Antério Mânica, ex-prefeito da cidade mineira, foi condenado por mandar matar quatro funcionários do Ministério do Trabalho que apuravam denúncias de trabalho análogo à escravidão

DIDA SAMPAIO/ESTADÃO CONTEÚDO – 06/08/2004.
Norberto Mânica chega à Delegacia de Unaí para prestar depoimento sobre a morte de três fiscais e um motorista do Ministério do Trabalho

Considerado um dos principais mandantes da chacina de Unaí (MG), o ex-prefeito da cidade Antério Mânica se entregou neste sábado, 16, na Superintendência da Polícia Federal em Brasília para cumprir os mais de 50 anos de prisão a que foi condenado pelo crime que fez quatro vítimas em 2004. Mânica passará o final de semana preso na capital federal, onde também está detido o empresário José Alberto de Castro por envolvimento no caso. Castro foi preso nesta quinta-feira, 14, na região do Triângulo Mineiro. O Ministério do Trabalho e Emprego informou que o ex-prefeito será transferido para Belo Horizonte na próxima segunda-feira, 18. Ainda não há informações sobre a transferência de Castro.
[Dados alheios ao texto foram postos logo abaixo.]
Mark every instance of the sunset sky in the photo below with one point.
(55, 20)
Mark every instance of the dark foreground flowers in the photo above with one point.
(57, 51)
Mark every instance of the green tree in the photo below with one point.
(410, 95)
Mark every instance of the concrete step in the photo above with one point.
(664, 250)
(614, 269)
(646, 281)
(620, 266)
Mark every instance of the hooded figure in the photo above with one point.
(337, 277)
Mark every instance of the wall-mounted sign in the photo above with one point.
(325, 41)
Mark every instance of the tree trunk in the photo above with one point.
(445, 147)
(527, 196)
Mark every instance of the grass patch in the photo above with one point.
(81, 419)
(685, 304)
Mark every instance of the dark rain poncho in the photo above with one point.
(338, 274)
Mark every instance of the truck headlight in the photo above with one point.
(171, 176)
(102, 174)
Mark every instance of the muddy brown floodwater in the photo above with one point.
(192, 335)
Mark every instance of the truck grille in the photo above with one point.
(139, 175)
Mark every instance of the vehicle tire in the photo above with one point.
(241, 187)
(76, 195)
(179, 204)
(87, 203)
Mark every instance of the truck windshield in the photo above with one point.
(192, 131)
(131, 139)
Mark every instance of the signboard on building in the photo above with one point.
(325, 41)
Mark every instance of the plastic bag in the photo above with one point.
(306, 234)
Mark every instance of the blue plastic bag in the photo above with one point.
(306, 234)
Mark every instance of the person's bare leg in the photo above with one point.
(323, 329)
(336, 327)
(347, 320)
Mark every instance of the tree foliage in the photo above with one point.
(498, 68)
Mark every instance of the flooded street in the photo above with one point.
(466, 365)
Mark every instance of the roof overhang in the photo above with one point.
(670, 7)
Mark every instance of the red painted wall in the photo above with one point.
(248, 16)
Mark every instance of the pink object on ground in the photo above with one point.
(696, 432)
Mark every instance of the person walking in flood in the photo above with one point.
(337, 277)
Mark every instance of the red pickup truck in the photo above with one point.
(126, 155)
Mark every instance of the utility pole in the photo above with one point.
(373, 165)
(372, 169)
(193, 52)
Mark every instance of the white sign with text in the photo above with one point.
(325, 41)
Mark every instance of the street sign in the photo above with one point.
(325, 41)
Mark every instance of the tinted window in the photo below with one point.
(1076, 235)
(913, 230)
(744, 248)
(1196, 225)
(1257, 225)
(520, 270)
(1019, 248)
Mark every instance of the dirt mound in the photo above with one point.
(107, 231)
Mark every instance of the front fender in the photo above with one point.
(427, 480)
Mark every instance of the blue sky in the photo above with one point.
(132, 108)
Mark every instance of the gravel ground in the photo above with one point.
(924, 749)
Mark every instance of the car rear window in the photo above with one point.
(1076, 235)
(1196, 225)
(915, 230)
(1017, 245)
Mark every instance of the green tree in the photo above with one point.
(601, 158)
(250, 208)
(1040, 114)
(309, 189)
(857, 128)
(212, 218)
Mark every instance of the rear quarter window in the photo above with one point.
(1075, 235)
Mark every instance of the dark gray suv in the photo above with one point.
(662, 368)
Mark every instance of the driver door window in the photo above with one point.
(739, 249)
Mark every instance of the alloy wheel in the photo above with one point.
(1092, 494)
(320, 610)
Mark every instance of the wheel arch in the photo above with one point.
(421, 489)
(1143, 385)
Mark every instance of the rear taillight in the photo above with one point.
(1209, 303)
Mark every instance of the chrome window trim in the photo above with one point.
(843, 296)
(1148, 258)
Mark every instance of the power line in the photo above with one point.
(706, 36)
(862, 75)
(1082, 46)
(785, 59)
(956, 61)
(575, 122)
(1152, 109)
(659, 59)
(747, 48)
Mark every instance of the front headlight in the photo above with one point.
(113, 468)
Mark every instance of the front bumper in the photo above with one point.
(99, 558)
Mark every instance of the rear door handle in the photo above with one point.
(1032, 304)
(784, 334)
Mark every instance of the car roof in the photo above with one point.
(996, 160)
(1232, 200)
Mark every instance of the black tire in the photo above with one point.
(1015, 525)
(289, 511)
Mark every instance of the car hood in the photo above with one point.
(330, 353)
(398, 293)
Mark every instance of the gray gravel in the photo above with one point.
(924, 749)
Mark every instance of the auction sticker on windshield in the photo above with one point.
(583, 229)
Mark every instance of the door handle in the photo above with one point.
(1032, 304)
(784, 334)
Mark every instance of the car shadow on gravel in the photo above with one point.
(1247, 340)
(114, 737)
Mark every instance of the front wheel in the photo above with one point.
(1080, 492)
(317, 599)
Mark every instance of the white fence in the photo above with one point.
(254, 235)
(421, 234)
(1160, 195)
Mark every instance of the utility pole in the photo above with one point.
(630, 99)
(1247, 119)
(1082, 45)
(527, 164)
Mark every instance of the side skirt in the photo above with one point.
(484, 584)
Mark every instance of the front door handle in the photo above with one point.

“Este momento representa um alívio para as vítimas, suas famílias, colegas e toda a comunidade trabalhadora, que há tanto tempo esperavam por justiça”, diz a nota assinada pelo superintende Regional do Ministério do Trabalho e Emprego em Minas Gerais, Carlos Calazans, e pela delegada do Sindicato Nacional dos Auditores Fiscais do Trabalho, Ivone Baumecker. O caso envolve as autoridades trabalhistas porque as vítimas foram os auditores do trabalho do Nelson José da Silva, João Batista Lages e Erastótenes de Almeida Gonçalves, e o motorista Ailton Pereira de Oliveira. Os quatro foram alvo de embosca e assassinados a tiros enquanto apuravam denúncias de trabalho análogo à escravidão. Mânica, que era prefeito de Unaí na época, teria participado da contratação de assassinos de aluguel com o apoio dos outros condenados. Todos os envolvidos na chacina foram levados a júri popular, onde foram condenados a penas que variam entre 31 e 65 anos de prisão, mas o STJ havia autorizado que eles aguardassem os recursos judiciais em liberdade.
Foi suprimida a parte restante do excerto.